Walls play multiple social, political, economic and cultural roles and are linked to the fundamental question of how human beings live together. Globalization and urbanization have created high population density, rapid migration, growing poverty, income inequality and frequent discontent and conflict among heterogeneous populations. The writers in this volume explore how walls are changing in this era, when social “containers” have become porous, proximity has been redefined, circulation has intensified and the state as a way of organizing political life is being questioned. The authors analyze how walls articulate with other social boundaries to address feelings of vulnerability and anxiety and how they embody governmental processes, public and social contestation, fears and notions of identity and alterity.
This book's authors explore walls as the consequence of a changing web of social relationships. Whether walls are physical objects on the landscape or metaphors for difference among specific groups or communities, the writers consider them as heterotopias, powerful sites around which ways of living together are contested and transformed. They also investigate how architectural planning concerning walls may de facto become a means of waging war, as well as how demolishing walls may give way to new ways of imagining security.
Dr. Max Stephenson Jr., Professor of Public and International Affairs, joined the Virginia Tech faculty in 1989. He has taught civil society and nonprofit and nongovernmental organization and public policy related courses since. He also serves as the Director of the Virginia Tech Institute for Policy and Governance, university research center. His current research interests include peacebuilding, democratization and development, community change processes, nonprofit and nongovernmental organization governance, international humanitarian relief and disaster risk reduction and arts and cultural development. Professor Stephenson has published widely in a number of leading academic journals.
Laura Zanotti, Associate Professor of Political Science, joined the Virginia Tech faculty in 2006. Her research and teaching include critical political theory as well as international organizations, UN peacekeeping, democratization and the role of NGOs in post-conflict governance. Prior to joining Virginia Tech, Zanotti worked for more than 10 years at the United Nations, she served in peacekeeping missions in Haiti and Croatia (where she was the deputy Head of Mission), she was a Jean Monnet Fellow at The European University Institute.

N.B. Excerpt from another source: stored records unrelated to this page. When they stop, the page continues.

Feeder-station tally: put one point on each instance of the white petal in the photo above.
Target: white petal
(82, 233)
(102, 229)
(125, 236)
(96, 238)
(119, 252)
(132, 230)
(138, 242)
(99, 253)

The Visible Scholarship Initiative is a collaboration between the College of Liberal Arts and Human Sciences and the University Libraries that seeks to make visible the stages of research and creative scholarship in the liberal arts and human sciences. Illustrating how faculty address key questions, employ varied methods, and produce significant results makes it possible to acknowledge and encourage research and creative activities that engage challenging questions and demonstrate sophisticated understanding.